What does the NSA have access to already?
Epoch says on your trends page: “4.2x/year growth rate in the training compute of milestone systems”. Do you expect this trend to break in less than 4 years? AMD are bringing out new AI GPUs (MI300X) to compete with NVidia later this year. There might be a temporary shortage now, but is it really likely to last for years?

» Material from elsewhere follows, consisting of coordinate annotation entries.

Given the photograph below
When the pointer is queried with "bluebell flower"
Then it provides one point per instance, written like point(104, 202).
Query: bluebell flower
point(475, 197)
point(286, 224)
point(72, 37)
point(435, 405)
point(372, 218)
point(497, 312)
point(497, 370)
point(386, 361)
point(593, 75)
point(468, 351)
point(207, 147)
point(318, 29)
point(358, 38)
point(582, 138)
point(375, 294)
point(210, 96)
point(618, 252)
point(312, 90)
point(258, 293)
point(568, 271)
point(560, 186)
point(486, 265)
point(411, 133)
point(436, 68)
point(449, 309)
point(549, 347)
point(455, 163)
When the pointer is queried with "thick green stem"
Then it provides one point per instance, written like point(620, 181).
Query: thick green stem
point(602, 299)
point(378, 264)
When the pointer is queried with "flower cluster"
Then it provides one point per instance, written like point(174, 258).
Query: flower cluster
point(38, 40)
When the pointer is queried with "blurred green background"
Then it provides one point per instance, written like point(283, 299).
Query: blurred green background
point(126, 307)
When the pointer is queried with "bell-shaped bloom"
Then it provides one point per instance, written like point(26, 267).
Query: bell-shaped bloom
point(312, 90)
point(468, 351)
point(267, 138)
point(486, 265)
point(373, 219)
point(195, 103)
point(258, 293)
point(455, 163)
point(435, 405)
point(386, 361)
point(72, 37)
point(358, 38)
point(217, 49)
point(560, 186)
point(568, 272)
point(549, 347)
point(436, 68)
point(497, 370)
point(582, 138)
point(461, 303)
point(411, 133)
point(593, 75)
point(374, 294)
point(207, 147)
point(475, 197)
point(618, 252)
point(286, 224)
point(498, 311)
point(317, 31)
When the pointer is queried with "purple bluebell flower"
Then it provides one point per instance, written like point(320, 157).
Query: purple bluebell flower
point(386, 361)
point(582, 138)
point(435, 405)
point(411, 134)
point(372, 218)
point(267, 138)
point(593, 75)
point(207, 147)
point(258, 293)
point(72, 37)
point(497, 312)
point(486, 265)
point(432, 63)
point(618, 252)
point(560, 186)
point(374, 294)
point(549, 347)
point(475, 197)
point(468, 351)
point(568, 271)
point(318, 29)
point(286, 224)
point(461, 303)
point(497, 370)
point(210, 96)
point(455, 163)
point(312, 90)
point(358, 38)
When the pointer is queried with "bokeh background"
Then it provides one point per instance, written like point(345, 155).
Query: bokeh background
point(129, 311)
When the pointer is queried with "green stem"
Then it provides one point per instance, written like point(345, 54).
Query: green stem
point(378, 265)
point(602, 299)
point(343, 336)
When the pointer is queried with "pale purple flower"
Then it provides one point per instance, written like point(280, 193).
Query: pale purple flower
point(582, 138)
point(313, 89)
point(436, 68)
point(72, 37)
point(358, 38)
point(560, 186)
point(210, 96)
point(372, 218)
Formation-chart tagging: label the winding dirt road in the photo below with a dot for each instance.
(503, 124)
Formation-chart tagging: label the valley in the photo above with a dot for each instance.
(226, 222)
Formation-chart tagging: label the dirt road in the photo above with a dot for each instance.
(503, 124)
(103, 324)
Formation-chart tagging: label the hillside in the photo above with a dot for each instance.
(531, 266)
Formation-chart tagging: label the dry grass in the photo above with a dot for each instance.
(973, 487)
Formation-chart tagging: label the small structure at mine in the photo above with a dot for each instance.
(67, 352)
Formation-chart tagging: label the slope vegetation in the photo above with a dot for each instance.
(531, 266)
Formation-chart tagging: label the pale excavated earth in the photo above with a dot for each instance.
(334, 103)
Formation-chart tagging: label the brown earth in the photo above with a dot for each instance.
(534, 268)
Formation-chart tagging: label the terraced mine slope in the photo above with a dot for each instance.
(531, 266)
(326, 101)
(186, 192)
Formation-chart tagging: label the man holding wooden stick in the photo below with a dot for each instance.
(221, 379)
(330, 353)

Following the Epoch trends, given 2x10^25 FLOP in 2022 (GPT-4), that’s 2.6x10^28 in 2027, a factor of 4 away from 10^29. Factor in algorithmic improvements and that’s 10^29 or even 10^30. To me it seems that 10^29 in 4 years (2027) is well within reach even for business as usual.
As I say in my footnote 6 above: algorithmic progress would be more or less immediately unlocked by (use of) the powerful new AI trained with 10^28 FLOP.

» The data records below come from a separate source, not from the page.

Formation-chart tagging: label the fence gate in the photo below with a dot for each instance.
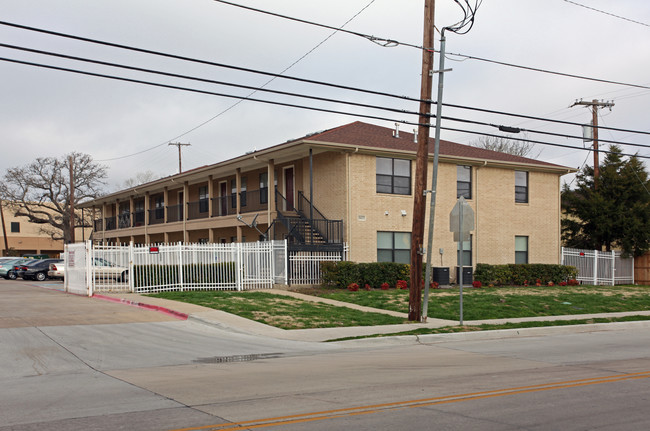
(304, 266)
(600, 267)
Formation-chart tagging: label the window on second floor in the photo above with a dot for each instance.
(521, 249)
(521, 187)
(394, 247)
(464, 181)
(203, 199)
(159, 206)
(393, 176)
(233, 193)
(467, 252)
(264, 188)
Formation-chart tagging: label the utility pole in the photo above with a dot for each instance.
(422, 160)
(179, 145)
(71, 166)
(4, 228)
(595, 104)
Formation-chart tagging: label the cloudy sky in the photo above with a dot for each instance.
(128, 126)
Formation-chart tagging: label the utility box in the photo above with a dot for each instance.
(440, 275)
(467, 275)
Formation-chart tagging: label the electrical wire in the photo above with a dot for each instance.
(284, 93)
(205, 62)
(195, 78)
(531, 117)
(302, 57)
(608, 13)
(248, 70)
(551, 72)
(385, 42)
(281, 104)
(175, 87)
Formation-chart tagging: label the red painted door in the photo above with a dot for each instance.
(288, 187)
(223, 205)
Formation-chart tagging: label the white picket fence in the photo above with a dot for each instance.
(304, 266)
(599, 267)
(101, 268)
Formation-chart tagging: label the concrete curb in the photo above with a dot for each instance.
(164, 310)
(494, 334)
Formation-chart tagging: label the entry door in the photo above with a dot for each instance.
(288, 187)
(223, 201)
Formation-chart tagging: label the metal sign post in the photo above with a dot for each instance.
(461, 222)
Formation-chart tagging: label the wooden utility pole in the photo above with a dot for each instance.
(422, 160)
(595, 104)
(179, 145)
(71, 167)
(4, 229)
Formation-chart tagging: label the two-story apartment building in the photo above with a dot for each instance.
(353, 184)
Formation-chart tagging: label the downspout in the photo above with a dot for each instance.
(478, 214)
(348, 201)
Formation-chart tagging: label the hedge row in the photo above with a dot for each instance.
(214, 273)
(342, 274)
(519, 274)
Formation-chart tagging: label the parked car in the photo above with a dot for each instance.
(56, 271)
(7, 266)
(37, 269)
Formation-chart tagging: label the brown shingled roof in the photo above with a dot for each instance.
(372, 136)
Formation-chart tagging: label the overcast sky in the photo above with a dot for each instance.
(127, 126)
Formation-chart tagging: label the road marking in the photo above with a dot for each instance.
(378, 408)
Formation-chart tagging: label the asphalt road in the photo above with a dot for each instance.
(75, 363)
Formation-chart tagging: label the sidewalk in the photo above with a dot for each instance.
(234, 323)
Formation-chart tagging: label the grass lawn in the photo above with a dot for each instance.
(280, 311)
(504, 302)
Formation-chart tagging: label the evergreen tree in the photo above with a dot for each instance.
(614, 214)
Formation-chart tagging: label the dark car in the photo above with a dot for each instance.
(36, 270)
(7, 267)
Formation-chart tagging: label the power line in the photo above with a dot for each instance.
(255, 88)
(607, 13)
(550, 72)
(243, 69)
(304, 80)
(468, 57)
(385, 42)
(531, 117)
(275, 77)
(205, 80)
(193, 90)
(174, 87)
(205, 62)
(322, 99)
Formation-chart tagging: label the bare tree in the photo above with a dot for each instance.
(40, 191)
(140, 178)
(502, 144)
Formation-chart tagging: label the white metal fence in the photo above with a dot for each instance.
(160, 267)
(304, 266)
(600, 267)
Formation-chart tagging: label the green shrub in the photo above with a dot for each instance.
(342, 274)
(519, 274)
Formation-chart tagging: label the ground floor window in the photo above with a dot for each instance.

1 OOM per year (as per Epoch trends, inc. algorithmic improvement) is 10^29 in 2027. I think another factor to consider is that given we are within grasping distance of AGI, people (who are naive to the x-risk) will be throwing everything they’ve got at crossing the line as fast as they can, so we should maybe expect an acceleration because of this.

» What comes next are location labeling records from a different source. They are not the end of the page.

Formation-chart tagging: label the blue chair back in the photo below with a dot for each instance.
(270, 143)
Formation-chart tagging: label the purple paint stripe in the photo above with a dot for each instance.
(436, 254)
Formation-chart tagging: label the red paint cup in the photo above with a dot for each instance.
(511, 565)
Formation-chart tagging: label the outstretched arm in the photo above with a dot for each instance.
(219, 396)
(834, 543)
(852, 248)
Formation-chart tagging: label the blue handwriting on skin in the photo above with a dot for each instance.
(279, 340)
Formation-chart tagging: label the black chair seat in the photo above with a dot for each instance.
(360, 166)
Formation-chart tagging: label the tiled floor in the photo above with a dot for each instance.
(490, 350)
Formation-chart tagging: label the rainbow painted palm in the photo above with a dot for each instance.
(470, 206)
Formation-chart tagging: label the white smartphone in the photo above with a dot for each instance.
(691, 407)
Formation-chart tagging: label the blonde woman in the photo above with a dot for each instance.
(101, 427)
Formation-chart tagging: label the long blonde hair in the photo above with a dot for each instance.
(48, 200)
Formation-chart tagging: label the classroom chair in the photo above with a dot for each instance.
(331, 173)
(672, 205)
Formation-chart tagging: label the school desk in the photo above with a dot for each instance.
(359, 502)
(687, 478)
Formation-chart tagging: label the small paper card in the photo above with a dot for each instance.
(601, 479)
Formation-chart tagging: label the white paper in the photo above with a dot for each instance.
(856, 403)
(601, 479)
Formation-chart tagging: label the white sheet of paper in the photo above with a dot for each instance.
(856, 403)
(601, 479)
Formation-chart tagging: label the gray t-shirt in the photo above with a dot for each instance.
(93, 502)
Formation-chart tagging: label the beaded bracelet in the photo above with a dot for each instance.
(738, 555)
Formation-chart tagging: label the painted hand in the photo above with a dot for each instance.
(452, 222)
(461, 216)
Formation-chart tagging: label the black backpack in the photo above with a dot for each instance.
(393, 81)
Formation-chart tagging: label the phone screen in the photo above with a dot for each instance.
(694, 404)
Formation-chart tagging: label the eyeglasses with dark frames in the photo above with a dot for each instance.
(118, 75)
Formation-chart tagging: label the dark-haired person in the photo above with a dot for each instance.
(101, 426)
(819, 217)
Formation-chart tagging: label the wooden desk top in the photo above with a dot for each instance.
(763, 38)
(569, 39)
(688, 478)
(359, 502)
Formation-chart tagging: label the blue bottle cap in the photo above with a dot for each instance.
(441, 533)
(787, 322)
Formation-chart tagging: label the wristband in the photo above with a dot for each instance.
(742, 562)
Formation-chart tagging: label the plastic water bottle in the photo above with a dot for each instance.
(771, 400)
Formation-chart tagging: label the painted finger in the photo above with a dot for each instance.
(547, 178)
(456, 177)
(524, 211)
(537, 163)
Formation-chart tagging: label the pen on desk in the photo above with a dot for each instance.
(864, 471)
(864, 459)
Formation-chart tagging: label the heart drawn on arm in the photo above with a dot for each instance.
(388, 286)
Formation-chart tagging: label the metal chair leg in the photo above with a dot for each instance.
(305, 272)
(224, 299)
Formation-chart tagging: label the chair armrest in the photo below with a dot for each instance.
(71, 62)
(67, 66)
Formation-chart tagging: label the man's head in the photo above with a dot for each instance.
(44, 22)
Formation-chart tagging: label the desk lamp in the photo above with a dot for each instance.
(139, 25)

I’m not convinced that AI lab leaks are significant sources of x-risks, but I can understand your frustration with my predictions if you disagree with that. In the post, I mentioned that I disagree with hard takeoff models of AI, which might explain our disagreement.
I’m not sure about that. It seems like you might still want to factor in the effects of regulation into your analysis even if you’re arguing for regulation. But even so, I’m not trying to make an argument for regulation in this post. I’m just trying to predict the future.
I think this result is very interesting, but my impression is that the result is generally in line with the slow progress we’ve seen over the last 10 years. I’ll be more impressed when I start seeing results that work well in a diverse array of settings, across multiple different types of tasks, with no guarantees about the environment, at speeds comparable to human workers, and with high reliability. I currently don’t expect results like that until the end of the 2020s.
I wouldn’t be very surprised if the 4.2x/year trend continued for another 4 years, although I expect it to slow down some time before 2030, especially for the largest training run. If it became obvious that the trend was not slowing down, I would very likely update towards shorter timelines. Indeed, I believe the trend from 2010-2015 was a bit faster than from 2015-2022, and from 2017-2023 the largest training run (according to Epoch data) went from ~3*10^23 FLOP to ~2*10^25 FLOP, which was only an increase of about 0.33 OOMs per year.
But I was talking about physical FLOP in the comment above. My median for the amount of FLOP required to train TAI is closer to 10^32 FLOP using 2023 algorithms, which was defined in the post in a specific way. Given this median, I agree there is a small (perhaps 15% chance) that TAI can be trained at 10^29 2023 FLOP, which means I think there’s a non-negligible chance that TAI could be trained in 2027. However, I expect the actual explosive growth part to happen at least a year later, though, for reasons I outlined above.
Let’s see what happens with the Gemini release.
Overall, I think Epoch should be taking more of a security mindset approach with regard to x-risk in it’s projections. i.e. not just being conservative in a classic academic prestige-seeking sense, but looking at ways that uncontrollable AGI could be built soon (or at least sooner) that break past trends and safe assumptions, and raising the alarm where appropriate.
I can only speak for myself here, not Epoch, but I don’t believe in using the security mindset when making predictions. I also dispute the suggestion that I’m trying to be conservative in a classic academic prestige-seeking sense. My predictions are simply based on what I think is actually true, to the best of my abilities.
Fair enough. I do say “projection” rather than prediction though—meaning that I think a range of possible futures should be looked at (keeping in mind a goal of working to minimise existential risk), rather than just trying to predict what’s most likely to happen or “on the mainline”.